Weeks into Nicolas Maduro’s disputed second term as Venezuela’s president, his prospects for political survival appear more uncertain than ever. Many countries, including the United States and many South American and European countries, have recognized opposition leader Juan Guaido, president of the National Assembly, as the legitimate interim president, as he declared himself last month. It is risky to predict the end date of a regime whose leadership has already weathered nearly six years of economic crisis, but if it is approaching, there should be plans for reviving the economy of an oil-rich but desperate nation.
Guaido is already devising a strategy. He plans to introduce a new hydrocarbons law to attract investment and to name Gustavo Baquero, a former international oil company executive, as president of the state oil company, PDVSA. It’s unclear, however, how he could follow through on such moves when Maduro still controls the country and, most importantly, the military. Venezuela is in uncharted territory with two parallel leaders—Guaido claiming legitimacy and popular support and Maduro claiming real power.

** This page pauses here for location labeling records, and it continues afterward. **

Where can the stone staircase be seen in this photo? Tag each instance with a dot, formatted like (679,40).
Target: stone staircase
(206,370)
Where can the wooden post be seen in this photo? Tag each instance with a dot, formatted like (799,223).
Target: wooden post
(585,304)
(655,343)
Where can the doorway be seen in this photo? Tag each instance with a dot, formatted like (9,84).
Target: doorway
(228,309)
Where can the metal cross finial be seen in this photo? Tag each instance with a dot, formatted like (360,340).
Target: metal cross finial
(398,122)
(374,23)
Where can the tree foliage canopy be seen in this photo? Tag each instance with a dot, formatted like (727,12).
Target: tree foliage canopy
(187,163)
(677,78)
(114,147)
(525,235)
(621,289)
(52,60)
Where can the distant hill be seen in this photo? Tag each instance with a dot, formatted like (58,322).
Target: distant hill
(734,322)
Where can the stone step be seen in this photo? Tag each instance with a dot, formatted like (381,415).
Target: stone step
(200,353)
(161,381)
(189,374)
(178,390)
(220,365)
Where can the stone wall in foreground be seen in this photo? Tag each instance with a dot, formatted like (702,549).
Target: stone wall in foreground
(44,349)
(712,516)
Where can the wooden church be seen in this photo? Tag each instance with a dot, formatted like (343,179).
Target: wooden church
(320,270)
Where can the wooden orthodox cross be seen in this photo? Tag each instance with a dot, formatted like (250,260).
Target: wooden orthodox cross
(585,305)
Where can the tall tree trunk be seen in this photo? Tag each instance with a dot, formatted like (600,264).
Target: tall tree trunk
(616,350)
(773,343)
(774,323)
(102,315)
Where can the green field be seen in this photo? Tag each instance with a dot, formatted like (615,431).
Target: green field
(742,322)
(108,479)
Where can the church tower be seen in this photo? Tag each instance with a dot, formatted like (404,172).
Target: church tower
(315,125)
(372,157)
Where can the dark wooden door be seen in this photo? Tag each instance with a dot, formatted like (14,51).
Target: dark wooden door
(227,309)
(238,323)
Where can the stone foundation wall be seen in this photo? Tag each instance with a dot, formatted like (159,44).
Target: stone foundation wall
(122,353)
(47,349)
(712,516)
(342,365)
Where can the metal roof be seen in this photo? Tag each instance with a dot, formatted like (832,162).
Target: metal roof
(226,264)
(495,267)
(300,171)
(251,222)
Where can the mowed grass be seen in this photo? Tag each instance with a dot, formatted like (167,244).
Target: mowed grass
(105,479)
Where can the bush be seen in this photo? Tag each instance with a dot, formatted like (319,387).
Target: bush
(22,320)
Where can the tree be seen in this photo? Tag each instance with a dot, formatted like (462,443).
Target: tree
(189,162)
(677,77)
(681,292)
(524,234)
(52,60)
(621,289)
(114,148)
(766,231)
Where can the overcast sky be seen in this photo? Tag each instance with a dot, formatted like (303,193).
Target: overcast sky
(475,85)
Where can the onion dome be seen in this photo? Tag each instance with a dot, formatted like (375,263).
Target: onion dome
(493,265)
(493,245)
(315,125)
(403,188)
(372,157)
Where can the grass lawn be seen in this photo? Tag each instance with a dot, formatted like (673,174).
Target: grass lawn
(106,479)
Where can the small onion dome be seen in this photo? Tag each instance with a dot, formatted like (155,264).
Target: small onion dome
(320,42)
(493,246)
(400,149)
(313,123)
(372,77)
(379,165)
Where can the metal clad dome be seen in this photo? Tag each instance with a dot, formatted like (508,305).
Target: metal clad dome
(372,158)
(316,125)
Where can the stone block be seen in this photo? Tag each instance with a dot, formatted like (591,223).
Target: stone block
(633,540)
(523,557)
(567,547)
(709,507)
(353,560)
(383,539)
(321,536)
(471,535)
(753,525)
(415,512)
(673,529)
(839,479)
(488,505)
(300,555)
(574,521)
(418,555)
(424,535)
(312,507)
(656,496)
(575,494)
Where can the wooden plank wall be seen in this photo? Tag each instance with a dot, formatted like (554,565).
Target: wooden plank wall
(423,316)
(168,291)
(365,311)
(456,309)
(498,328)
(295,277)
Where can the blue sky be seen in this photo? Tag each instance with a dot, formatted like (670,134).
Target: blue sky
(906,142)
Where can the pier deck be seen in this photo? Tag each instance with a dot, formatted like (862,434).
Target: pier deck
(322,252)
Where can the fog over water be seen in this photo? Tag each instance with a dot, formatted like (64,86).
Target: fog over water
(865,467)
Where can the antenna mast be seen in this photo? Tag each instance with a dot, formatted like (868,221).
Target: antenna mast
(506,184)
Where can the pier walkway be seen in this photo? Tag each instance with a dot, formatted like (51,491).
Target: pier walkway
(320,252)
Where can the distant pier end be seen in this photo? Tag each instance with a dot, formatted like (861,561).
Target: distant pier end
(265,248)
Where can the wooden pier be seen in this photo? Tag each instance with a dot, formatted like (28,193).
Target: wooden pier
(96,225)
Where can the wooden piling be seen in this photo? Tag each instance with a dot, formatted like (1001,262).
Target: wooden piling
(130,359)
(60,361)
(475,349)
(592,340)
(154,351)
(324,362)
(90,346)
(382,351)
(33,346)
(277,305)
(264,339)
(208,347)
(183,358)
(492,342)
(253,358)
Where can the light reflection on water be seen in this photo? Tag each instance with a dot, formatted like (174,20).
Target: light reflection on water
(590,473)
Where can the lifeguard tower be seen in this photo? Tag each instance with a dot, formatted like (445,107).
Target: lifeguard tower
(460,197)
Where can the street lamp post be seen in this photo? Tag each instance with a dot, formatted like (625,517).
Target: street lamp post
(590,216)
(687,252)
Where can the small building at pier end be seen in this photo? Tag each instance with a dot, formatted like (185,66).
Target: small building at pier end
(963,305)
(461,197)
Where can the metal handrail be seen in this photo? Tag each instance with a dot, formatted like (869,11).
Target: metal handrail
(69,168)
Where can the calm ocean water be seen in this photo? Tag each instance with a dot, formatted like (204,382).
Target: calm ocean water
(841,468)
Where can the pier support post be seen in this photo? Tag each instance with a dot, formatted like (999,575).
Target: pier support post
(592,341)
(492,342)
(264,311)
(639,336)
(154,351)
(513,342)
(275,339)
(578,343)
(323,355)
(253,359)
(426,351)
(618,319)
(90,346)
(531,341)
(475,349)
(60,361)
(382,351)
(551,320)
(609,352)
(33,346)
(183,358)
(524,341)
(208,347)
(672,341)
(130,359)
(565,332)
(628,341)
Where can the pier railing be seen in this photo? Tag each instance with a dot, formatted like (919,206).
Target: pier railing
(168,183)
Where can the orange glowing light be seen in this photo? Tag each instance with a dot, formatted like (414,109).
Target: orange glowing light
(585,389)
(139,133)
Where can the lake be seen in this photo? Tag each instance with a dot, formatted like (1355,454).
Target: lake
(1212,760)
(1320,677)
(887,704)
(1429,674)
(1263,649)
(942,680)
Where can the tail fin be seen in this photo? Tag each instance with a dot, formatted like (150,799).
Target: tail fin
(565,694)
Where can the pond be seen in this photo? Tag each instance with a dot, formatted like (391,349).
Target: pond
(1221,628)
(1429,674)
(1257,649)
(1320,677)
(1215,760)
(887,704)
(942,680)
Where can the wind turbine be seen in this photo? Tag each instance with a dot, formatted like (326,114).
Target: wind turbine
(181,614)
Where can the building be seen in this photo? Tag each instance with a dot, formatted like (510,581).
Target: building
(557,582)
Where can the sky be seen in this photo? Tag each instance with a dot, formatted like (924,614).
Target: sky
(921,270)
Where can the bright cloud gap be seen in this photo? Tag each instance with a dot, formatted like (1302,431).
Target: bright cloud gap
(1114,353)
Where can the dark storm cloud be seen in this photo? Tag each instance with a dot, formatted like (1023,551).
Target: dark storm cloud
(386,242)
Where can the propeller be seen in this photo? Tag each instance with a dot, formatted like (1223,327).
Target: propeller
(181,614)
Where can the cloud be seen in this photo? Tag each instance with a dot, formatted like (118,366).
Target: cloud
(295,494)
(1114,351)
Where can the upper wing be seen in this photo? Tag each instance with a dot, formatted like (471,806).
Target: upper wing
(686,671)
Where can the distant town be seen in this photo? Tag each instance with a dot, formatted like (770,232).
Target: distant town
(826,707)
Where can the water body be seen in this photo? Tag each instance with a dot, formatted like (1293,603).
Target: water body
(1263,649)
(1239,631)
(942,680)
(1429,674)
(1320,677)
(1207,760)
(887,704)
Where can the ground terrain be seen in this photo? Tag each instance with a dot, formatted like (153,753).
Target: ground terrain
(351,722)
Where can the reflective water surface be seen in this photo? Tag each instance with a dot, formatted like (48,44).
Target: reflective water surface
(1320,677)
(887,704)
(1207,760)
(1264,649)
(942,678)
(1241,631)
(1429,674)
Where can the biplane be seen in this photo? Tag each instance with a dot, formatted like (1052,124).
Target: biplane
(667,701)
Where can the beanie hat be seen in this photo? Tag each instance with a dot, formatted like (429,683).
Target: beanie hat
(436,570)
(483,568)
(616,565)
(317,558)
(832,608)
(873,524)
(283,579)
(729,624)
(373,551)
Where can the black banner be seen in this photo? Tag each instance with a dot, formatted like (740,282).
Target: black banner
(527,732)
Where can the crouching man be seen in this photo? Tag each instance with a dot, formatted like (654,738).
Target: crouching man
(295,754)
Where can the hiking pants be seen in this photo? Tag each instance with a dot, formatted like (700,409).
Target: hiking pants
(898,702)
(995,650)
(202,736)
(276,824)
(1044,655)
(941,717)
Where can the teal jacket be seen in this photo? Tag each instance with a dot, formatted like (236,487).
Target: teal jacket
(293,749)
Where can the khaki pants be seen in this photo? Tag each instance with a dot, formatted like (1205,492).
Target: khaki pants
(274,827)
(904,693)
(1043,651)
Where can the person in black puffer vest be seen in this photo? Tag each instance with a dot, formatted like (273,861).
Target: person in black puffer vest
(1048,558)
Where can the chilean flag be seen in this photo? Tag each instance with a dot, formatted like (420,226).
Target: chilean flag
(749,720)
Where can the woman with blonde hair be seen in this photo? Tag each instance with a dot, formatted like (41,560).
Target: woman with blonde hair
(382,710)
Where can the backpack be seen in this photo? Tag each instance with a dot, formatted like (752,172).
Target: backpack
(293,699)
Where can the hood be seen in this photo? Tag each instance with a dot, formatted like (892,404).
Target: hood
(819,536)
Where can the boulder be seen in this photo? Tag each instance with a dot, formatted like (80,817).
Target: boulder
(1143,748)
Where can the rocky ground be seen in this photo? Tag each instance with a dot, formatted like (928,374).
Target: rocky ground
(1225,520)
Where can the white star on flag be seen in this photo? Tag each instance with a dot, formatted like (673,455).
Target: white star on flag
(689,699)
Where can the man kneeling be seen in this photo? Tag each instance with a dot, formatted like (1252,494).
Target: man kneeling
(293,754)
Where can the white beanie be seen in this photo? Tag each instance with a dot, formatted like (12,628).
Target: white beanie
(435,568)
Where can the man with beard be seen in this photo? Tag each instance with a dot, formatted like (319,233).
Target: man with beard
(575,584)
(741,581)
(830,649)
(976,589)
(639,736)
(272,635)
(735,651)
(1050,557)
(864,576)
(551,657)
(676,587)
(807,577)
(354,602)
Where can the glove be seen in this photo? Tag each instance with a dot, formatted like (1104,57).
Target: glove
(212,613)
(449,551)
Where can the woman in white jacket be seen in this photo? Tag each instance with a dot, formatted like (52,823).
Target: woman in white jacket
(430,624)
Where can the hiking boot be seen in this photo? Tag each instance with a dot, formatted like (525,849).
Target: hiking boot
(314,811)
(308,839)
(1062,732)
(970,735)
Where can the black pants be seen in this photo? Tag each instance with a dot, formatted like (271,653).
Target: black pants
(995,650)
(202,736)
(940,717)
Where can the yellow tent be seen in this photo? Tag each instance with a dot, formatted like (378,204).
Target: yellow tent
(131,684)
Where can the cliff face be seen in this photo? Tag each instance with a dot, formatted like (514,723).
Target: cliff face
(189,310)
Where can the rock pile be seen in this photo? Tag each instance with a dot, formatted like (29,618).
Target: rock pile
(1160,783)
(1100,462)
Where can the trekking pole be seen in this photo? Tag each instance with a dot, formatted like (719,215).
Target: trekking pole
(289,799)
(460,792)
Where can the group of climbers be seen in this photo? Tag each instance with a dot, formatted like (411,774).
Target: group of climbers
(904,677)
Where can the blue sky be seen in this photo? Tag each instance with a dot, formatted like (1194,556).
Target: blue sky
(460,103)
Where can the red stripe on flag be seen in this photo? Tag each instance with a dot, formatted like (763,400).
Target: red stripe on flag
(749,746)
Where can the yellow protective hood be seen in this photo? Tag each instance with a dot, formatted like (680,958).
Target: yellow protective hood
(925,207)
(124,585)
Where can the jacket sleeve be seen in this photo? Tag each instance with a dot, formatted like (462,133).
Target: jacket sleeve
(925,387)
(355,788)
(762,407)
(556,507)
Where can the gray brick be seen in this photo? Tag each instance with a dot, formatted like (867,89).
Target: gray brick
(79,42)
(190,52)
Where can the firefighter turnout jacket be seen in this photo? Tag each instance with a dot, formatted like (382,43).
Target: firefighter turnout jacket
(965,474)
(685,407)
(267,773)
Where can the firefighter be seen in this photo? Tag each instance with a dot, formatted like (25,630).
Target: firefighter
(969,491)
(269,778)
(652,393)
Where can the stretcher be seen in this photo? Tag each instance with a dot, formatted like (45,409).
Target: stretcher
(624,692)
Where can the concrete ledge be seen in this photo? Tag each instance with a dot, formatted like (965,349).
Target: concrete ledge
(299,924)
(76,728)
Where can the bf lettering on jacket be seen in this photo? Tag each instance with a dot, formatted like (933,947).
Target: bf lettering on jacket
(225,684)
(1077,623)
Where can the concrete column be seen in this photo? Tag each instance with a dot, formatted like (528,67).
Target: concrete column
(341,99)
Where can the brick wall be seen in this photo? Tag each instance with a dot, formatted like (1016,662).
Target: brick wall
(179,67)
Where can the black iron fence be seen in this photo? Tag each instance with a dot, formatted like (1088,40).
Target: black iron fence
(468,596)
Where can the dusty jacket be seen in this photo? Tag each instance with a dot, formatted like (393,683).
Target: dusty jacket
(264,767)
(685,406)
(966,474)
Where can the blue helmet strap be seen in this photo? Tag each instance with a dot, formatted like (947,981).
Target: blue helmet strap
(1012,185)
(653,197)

Expectations ought to be tempered. Even if Guaido or another opposition figure finally takes the reins and starts fixing the oil sector, it will take years before oil exports can provide the economic boost needed to pull Venezuela out of the morass. Venezuela’s oil industry has been severely damaged, and there are questions about the long-term economic viability of its oil fields. Venezuelans will likely be disappointed with the pace of the economic turnaround under any new government—a risk that poses a real threat to political stability. As the United States takes stronger actions against the Maduro regime and commits more deeply to backing the opposition, it must also be prepared to support a very lengthy economic recovery.